Springboard's data show its participants get what White calls a "six-month lift." Not only do they not lose three months' in reading level — no "summer slide" — but they return in September three months ahead of where they were in June.

At a school like Independence, their teachers may also have enhanced their skills. Most of the time, Springboard uses schools' own teachers to lead the summer sessions, making it more likely they'll sustain the techniques Springboard teaches.

What's the other ingredient in Springboard's secret sauce? Steady, respectful engagement with the adults in a child's life, enlisting their love as a catalyst to achievement.

Parent Alicia Bey of Point Breeze has noticed the difference. "If you come, and the teacher is just there to teach the lesson and get through it, that's one thing," she notes. "It's another if you are excited and recognize me and act like you're glad I'm there — that you see me, you're paying me some mind."
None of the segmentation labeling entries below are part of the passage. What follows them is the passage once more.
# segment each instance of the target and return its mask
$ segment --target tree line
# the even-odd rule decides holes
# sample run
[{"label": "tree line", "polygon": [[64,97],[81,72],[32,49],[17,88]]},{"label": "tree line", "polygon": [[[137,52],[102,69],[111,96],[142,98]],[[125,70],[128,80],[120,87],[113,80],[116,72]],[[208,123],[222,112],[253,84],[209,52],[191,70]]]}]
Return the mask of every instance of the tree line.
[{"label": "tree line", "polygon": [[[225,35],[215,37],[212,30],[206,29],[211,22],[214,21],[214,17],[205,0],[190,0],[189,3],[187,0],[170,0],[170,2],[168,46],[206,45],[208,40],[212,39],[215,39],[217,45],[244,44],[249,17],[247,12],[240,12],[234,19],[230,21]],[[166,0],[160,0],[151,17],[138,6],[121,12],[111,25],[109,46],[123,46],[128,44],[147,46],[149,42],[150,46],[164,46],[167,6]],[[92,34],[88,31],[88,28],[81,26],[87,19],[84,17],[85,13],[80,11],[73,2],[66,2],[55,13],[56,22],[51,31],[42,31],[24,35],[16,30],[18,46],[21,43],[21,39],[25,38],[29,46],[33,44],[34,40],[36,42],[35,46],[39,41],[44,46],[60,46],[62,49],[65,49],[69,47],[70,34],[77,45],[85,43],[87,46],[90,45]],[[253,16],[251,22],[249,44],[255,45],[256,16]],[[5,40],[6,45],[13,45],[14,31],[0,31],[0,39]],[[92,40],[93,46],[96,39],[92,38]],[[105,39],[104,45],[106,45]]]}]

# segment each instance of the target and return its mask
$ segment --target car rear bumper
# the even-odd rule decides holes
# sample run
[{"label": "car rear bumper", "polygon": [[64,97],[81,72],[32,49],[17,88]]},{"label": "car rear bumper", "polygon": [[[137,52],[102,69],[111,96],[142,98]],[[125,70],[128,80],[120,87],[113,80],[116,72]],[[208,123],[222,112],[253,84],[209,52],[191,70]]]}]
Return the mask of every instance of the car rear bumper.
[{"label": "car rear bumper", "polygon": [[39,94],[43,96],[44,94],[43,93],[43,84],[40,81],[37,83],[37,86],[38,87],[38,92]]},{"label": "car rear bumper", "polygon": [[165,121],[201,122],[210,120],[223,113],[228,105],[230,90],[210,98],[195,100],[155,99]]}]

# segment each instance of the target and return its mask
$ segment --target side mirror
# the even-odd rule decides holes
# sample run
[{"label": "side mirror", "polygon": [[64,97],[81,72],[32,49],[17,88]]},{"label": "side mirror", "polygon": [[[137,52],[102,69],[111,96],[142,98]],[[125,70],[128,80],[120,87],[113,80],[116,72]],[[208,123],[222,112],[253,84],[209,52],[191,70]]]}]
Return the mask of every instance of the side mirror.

Springboard is beginning to earn national notice. Gac-Artigas now confronts a core challenge of educational reform: taking a successful pilot to scale.

"Ten million K-3, low-income kids aren't reading at grade level; prison planners use fourth-grade reading scores to forecast capacity needs," he says. "Still, our ambition is to solve the problem at the enormous scale at which it exists. We're trying to make sure our program delivers the same outcome, no matter where we find the population."

The nonprofit is looking at solutions such as building a reading tips app for use by parents — dubbed Springboard@Home — and developing materials for teachers to use during the school year.

Above all, Gac-Artigas hopes Springboard can help its animating principle — enlisting parents as partners — go viral.

"We're thinking a lot about tipping points," he says. "How many teachers in a school need to get the value of parental engagement to tip the culture? If we can now prove that parents can teach, the field will be transformed."

Chris Satullo is a former Inquirer editor.